Closed ehocdet closed 5 years ago
Can you check how many files you end up having in the workdir and the subdirs of it ?
We may have to segregate VSM files into subdirectories if the directory search time becomes an issue
@bsdphk less than 50 files in _.vsm_child
the bigger one.
When a VCL is discarded, it looks like a write on all segments on all clusters from vsm_child: a least 5000 (for backend's vsc in big vsc_cluster) * number of vcl, and it take a lot of time.
I hope this commit helps ?
I'm not keen on doing too radical things a week before a release...
I tested and deployed the patch in our production: It's better, thanks! vcl.discard still takes time because many indexes are updated for StatDoc [see strace], but the impact is now more easily manageable.
[...]
renameat(20, "_._.index.117a483319dd1694", 20, "_.index") = 0
openat(20, "_._.index.0b42867c4badd96a", O_RDONLY) = -1 ENOENT (No such file or directory)

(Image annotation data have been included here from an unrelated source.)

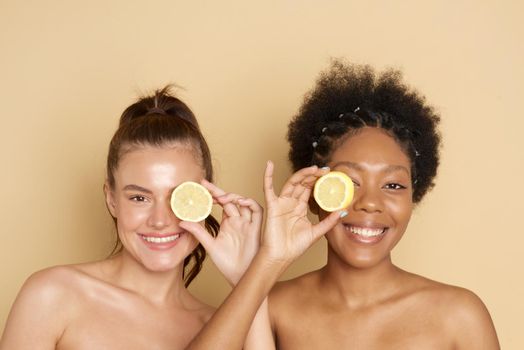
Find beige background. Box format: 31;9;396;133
0;0;524;349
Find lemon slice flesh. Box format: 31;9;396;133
171;181;213;222
313;171;355;211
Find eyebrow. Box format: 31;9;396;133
331;162;409;175
123;185;153;194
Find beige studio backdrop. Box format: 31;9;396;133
0;0;524;349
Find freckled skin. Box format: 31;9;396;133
269;127;499;350
0;146;214;350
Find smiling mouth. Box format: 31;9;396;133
344;224;387;238
140;233;180;243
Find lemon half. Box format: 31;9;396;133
171;181;213;222
313;171;355;211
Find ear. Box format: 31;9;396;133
104;180;116;218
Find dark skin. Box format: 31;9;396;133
269;127;500;349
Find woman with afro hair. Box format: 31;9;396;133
262;60;499;350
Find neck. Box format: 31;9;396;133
107;249;188;305
321;248;403;308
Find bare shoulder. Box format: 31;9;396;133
0;266;88;349
13;266;85;306
406;276;500;349
268;270;320;320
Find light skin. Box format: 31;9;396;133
0;144;262;350
269;127;499;349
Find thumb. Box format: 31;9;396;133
179;221;214;251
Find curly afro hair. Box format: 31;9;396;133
287;60;440;203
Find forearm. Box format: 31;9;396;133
244;297;275;350
187;251;287;350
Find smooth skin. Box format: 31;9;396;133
188;162;346;350
0;144;262;350
269;127;500;350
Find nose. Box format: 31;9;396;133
148;201;177;230
353;186;383;213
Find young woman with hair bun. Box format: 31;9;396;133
0;87;270;350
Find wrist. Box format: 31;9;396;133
253;246;293;278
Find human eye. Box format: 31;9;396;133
129;194;147;202
384;182;406;190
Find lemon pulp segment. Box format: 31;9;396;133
313;171;354;211
171;181;213;222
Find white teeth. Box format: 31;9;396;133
350;226;385;237
142;234;180;243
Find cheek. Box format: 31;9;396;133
116;202;149;229
388;198;413;228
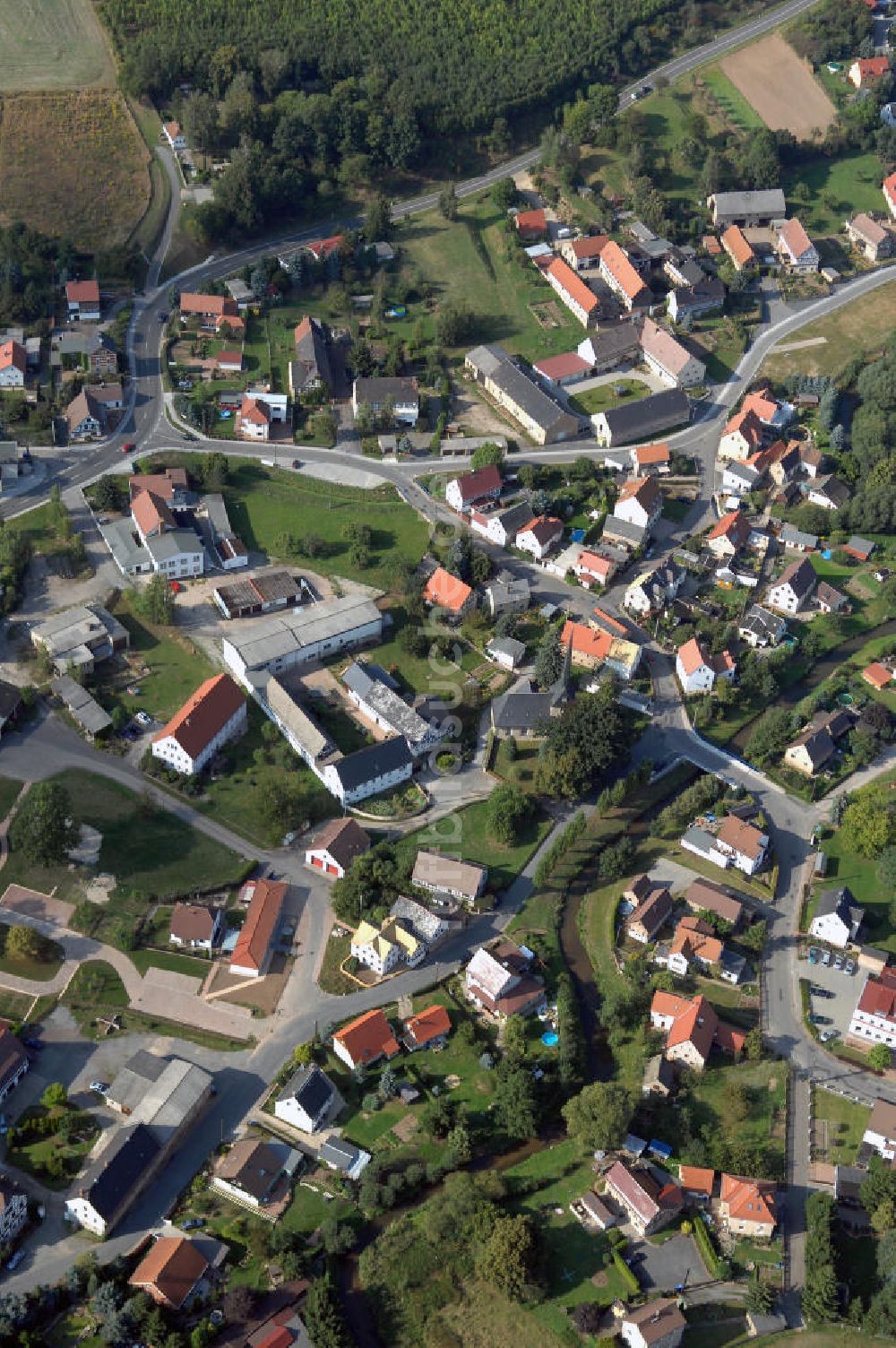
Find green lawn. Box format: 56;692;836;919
0;776;22;822
93;592;216;722
781;153;883;237
393;194;583;360
193;701;332;847
813;1088;870;1166
224;460;428;589
399;800;551;894
570;379;650;417
814;771;896;952
0;927;65;982
701;66;765;132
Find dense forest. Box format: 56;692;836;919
99;0;767;236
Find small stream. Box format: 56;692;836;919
728;618;896;756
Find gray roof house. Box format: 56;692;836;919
591;388;691;445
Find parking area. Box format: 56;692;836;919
625;1235;706;1292
799;946;865;1040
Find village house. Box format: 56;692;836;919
305;817;371;880
845;212;893;262
806;474;850;510
351;376;420;426
607;1161;685;1236
613;474;663;530
514;515;564;562
625;885;672;945
849;56;889;89
666;917;725;977
229;880;289;979
273;1062;338;1132
463;941;546;1021
152;674;246;776
715;814;768;875
601;240;650;313
351;918;426;979
862;1099;896;1161
65;281;102;322
642;318;706;388
423;566;474;621
168;902;225;952
767;557;818;613
719;1174;778;1240
706;510;751;558
650;990;745;1072
773;217;821;276
808;885;865;950
542;257;601;327
631;445;671;477
411;851;489;906
332;1009;399;1072
623;558;685;615
717;409;764;460
675;636;737;696
666;276;725;324
591;388;691;445
706;187;787;228
444;463;501;515
128;1236;211;1310
401;1003;452;1053
613;1298;687;1348
849;969;896;1049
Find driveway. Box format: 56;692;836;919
625;1236;706;1292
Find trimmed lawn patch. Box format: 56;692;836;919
399;800;551;894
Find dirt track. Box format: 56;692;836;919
719;32;835;140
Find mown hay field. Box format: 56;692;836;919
0;89;150;251
0;0;115;93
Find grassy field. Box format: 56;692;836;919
0;89;150;252
224;460;428;588
701;66;765;132
813;1089;870;1166
393;195;583;360
96;592;216;722
399;800;551;894
762;286;896;379
570;379;650;417
0;0;115;93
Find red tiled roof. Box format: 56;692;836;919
404;1006;452;1045
722;225;756;267
601;238;644;299
65;281;99;305
129;1236;209;1310
561;618;613;661
457;463;501;501
230;880;287;969
152;674;246;757
532;350;591;379
0;341;29;375
181;289;240;318
545;257;601;314
862;661;893;692
131;492;177;534
332;1011;399;1064
423;566;473;613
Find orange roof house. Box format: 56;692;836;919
404;1004;452;1049
332;1011;399;1069
862;661;893;693
230;880;287;979
423;566;473;618
516;211;547;238
152;674;246;771
129;1236;209;1310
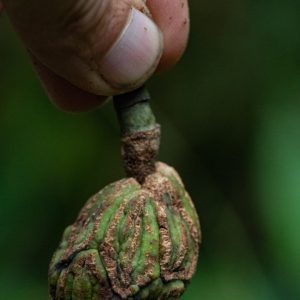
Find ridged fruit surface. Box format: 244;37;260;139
49;162;201;300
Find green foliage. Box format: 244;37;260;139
0;0;300;300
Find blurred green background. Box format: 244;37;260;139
0;0;300;300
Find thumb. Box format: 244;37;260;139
4;0;163;96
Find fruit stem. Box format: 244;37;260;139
114;87;160;183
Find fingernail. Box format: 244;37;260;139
100;8;163;92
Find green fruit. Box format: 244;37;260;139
49;162;201;300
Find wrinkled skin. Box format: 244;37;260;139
49;163;201;300
0;0;189;111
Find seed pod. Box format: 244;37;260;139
49;89;201;300
49;162;201;300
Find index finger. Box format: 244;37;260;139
146;0;190;70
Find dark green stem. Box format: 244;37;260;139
114;87;157;136
114;87;160;183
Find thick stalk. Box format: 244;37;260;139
114;87;160;183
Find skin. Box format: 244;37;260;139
0;0;189;111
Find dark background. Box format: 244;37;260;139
0;0;300;300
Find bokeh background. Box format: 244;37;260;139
0;0;300;300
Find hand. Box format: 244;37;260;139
0;0;189;111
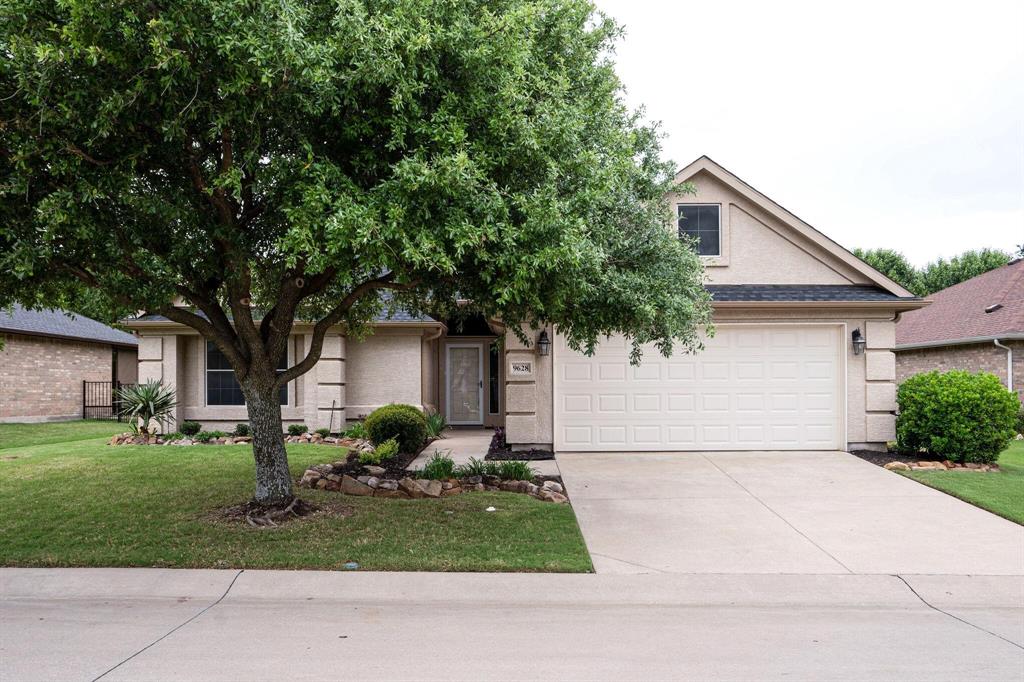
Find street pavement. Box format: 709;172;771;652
0;568;1024;682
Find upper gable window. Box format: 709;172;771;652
679;204;722;256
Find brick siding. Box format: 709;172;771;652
896;341;1024;400
0;334;113;422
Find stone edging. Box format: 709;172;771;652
299;464;568;504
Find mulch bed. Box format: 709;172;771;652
483;427;555;462
850;450;942;467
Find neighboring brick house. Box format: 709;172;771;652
0;305;138;422
895;259;1024;399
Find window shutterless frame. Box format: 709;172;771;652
203;341;292;407
676;204;722;257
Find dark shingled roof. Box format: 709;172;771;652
707;285;921;303
896;258;1024;347
0;305;138;346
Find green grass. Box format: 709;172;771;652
0;423;592;571
0;421;128;450
900;440;1024;525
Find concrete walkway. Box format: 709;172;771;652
0;568;1024;682
558;452;1024;577
409;428;558;476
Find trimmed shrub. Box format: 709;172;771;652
896;370;1021;464
178;422;203;436
342;422;370;440
358;438;398;464
364;404;427;453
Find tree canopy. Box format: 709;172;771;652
0;0;710;499
853;249;1011;296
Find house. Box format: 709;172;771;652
123;157;925;452
895;259;1024;399
0;305;138;422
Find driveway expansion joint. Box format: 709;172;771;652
893;573;1024;651
92;568;246;682
700;453;856;574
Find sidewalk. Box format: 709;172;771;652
409;428;560;476
0;568;1024;681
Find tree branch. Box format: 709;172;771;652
274;272;415;388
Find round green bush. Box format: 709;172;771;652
364;404;427;453
896;370;1021;464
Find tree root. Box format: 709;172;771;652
223;498;319;529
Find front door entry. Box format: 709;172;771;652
444;343;483;425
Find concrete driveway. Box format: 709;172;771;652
558;452;1024;576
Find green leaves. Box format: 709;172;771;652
896;370;1021;463
0;0;710;360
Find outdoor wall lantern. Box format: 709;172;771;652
537;330;551;355
852;327;867;355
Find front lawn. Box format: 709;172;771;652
0;423;592;572
900;440;1024;525
0;421;128;450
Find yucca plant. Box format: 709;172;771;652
426;405;447;438
118;379;178;439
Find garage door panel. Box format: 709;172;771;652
554;326;845;452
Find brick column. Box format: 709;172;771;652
864;319;896;442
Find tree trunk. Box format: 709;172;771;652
242;379;295;506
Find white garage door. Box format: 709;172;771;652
554;325;845;452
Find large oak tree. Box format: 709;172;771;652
0;0;710;505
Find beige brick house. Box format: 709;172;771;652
0;306;137;422
128;157;925;452
896;259;1024;399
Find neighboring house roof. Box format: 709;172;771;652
0;305;138;346
676;156;913;299
896;259;1024;350
707;285;921;303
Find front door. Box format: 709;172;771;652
444;343;483;424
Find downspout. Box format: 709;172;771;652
992;339;1014;392
423;327;445;410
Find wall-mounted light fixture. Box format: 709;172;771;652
851;327;867;355
537;330;551;355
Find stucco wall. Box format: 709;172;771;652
505;308;896;449
669;171;869;285
0;334;114;422
896;341;1024;400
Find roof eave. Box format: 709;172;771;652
0;327;138;348
893;332;1024;350
675;155;913;296
711;300;931;312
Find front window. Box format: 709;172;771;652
206;341;288;404
679;204;722;256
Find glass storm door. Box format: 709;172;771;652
445;343;483;424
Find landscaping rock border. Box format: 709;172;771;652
299;464;568;504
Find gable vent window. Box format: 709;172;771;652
206;341;288;404
679;204;722;256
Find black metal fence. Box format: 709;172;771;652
82;381;132;422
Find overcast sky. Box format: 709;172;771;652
595;0;1024;265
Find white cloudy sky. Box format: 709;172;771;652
595;0;1024;265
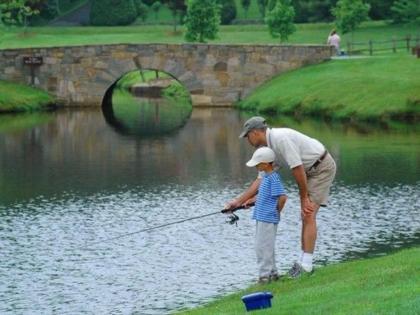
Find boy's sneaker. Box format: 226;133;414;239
258;277;270;284
287;262;314;279
270;273;280;281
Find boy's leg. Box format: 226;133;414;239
255;221;277;279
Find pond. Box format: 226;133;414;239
0;104;420;314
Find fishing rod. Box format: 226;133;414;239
85;203;255;246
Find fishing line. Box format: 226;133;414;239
82;204;254;246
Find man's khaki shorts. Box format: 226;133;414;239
306;153;337;206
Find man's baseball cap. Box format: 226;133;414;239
239;116;267;138
246;147;276;167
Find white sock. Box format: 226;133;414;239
299;250;305;265
301;253;313;272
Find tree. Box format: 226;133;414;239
265;0;296;42
391;0;420;24
366;0;395;20
241;0;251;18
217;0;236;25
332;0;370;37
257;0;268;18
0;0;39;33
134;0;149;22
164;0;187;33
150;1;162;21
90;0;137;26
185;0;220;43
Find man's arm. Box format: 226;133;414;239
225;178;261;209
292;165;315;214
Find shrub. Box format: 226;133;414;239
218;0;236;25
90;0;137;26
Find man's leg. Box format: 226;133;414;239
302;205;320;254
300;205;320;272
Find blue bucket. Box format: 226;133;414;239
242;292;273;312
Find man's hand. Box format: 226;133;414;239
242;197;257;209
300;196;316;216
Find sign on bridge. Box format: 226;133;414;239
23;56;44;66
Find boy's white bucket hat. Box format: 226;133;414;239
246;147;276;167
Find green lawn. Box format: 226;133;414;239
238;54;420;121
0;22;420;49
180;248;420;315
0;81;54;113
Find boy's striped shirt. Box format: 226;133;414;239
252;172;286;224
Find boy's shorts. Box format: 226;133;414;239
306;153;337;207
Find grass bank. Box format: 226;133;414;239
180;248;420;315
0;81;54;113
0;22;420;49
238;54;420;121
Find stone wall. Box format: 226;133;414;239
0;44;332;106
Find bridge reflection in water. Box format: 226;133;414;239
102;75;192;137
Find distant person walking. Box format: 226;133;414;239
327;29;341;56
225;116;336;278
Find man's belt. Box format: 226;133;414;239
309;150;328;169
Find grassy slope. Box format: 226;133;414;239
178;248;420;315
239;54;420;120
0;81;54;113
0;22;420;48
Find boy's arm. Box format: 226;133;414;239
277;195;287;212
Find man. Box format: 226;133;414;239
226;116;336;278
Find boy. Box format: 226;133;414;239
246;147;287;283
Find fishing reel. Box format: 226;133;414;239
226;212;239;226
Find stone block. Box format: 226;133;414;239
191;94;212;106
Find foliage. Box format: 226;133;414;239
293;0;337;22
90;0;137;26
391;0;420;24
332;0;370;34
185;0;220;43
265;0;296;42
366;0;395;20
241;0;251;18
164;0;187;33
217;0;236;25
0;0;40;28
0;80;55;113
134;0;149;22
150;1;162;20
257;0;268;17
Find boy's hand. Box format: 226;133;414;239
242;198;255;209
224;198;241;210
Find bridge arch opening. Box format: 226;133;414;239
102;69;192;137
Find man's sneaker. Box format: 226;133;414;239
287;262;314;279
258;277;270;284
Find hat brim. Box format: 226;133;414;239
239;130;249;138
246;159;260;167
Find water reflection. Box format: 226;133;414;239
0;109;420;314
102;72;192;137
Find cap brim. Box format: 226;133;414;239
246;159;259;167
239;131;249;138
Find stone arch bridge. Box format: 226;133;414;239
0;44;332;106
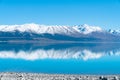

openat(20, "_._.index.0b42867c4badd96a", O_WRONLY|O_CREAT|O_EXCL, 0640) = 27
write(27, "# 9967 1536583822\n", 18) = 18
write(27, "_.StatDoc.2f96b5f504150d2f 0 291"..., 422909) = 422909
close(27) = 0
[...]
renameat(20, "_._.index.245a823c0ff3b9a6", 20, "_.index") = 0
openat(20, "_._.index.798a4c767836d6bd", O_RDONLY) = -1 ENOENT (No such file or directory)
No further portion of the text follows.